In 1958, all of that earned Cincinnati an invitation to one of the season’s biggest tournaments at the time: the Dixie Classic in North Carolina. That tournament, however, featured all-white teams from North Carolina, Duke and Wake Forest, and NC State (plus other teams from around the country) in the still-segregated South. Robertson recounted some of the racism he faced before that tournament, including a death threat from the Ku Klux Klan. in an appearance on the All The Smoke podcast.

“We were going to play in the Dixie Classic. I didn't know nothing about the Dixie Classic. Then I got a telegram saying, if you came out to play, I was going to be shot. So I gave it to the coach. Later that day, somebody knocked on my door. There was a white kid from Alabama, from an Alabama frat, who was supposed to come and get my autograph. What do you think I did? I autographed it for him. I'll never forget that as long as I live. To be honest with you, I was born in Tennessee. I never thought much about the Klan to begin with… I never thought much about the guys that threatened me. I mean, it wasn't the only time I was threatened, by the way, I gotta tell you, but they didn't bother me.

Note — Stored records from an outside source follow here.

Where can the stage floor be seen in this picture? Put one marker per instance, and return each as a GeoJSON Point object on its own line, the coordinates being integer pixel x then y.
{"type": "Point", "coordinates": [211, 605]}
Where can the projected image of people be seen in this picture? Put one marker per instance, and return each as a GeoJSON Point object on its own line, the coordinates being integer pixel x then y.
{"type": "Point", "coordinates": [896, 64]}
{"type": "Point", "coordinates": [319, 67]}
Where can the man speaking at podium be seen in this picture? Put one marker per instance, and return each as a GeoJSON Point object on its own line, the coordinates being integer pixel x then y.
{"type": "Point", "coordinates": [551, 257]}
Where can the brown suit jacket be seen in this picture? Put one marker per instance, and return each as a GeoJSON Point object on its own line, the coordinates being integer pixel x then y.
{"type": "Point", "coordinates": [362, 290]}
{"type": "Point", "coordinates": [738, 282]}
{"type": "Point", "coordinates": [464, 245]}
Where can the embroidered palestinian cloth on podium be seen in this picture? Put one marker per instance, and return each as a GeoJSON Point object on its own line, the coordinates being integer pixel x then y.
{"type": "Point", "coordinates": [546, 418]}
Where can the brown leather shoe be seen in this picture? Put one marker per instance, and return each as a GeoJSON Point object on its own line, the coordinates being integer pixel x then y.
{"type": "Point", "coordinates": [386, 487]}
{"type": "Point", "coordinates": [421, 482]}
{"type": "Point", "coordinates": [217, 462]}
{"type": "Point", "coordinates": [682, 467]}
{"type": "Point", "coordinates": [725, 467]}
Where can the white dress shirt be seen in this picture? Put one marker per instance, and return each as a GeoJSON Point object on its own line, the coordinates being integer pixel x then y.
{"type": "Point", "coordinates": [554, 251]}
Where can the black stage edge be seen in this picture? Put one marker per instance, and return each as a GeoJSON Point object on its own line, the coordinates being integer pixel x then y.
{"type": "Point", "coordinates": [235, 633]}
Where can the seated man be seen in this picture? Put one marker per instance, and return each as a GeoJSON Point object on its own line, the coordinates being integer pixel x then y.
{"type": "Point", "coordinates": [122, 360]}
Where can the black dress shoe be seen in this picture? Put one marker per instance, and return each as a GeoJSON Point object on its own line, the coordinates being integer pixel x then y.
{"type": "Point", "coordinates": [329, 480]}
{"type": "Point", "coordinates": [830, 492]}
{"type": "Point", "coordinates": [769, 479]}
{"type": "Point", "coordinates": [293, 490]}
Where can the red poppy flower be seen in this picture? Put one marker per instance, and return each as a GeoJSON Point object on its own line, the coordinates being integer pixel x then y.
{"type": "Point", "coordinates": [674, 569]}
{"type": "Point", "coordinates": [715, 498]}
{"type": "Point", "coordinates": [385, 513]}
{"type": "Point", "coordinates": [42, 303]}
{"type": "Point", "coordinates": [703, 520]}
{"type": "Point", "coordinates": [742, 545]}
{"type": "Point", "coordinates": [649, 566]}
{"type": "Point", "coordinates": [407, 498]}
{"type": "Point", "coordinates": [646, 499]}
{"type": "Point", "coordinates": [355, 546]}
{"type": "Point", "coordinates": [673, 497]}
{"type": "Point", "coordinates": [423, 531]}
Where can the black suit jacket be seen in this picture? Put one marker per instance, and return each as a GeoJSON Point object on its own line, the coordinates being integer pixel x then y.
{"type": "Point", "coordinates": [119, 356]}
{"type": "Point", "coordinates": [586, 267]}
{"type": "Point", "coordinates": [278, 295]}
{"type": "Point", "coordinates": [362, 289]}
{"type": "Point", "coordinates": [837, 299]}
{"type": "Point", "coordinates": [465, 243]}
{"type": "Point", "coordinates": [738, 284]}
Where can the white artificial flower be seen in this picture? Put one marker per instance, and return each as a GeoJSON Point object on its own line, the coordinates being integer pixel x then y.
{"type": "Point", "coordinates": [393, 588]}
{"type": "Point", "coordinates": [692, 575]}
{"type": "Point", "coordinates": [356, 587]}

I mean, I just didn't think about getting shot, I just didn't think that was going to happen.”

Robertson faced a lot of racism during that tournament, according to those who investigated the topicincluding having coins and hot dogs thrown at him, being called the “n-word” and much more. Robertson wasn’t alone in this — that 1958 Dixie Classic (Matt Barnes took the cake for a year on the podcast) also featured Michigan State star and future four-time NBA All-Star Johnny Green, who received much the same treatment.

Robertson and Green handled the situation with great class.

It would be another half-decade before schools along the Tobacco Road would integrate their basketball teams.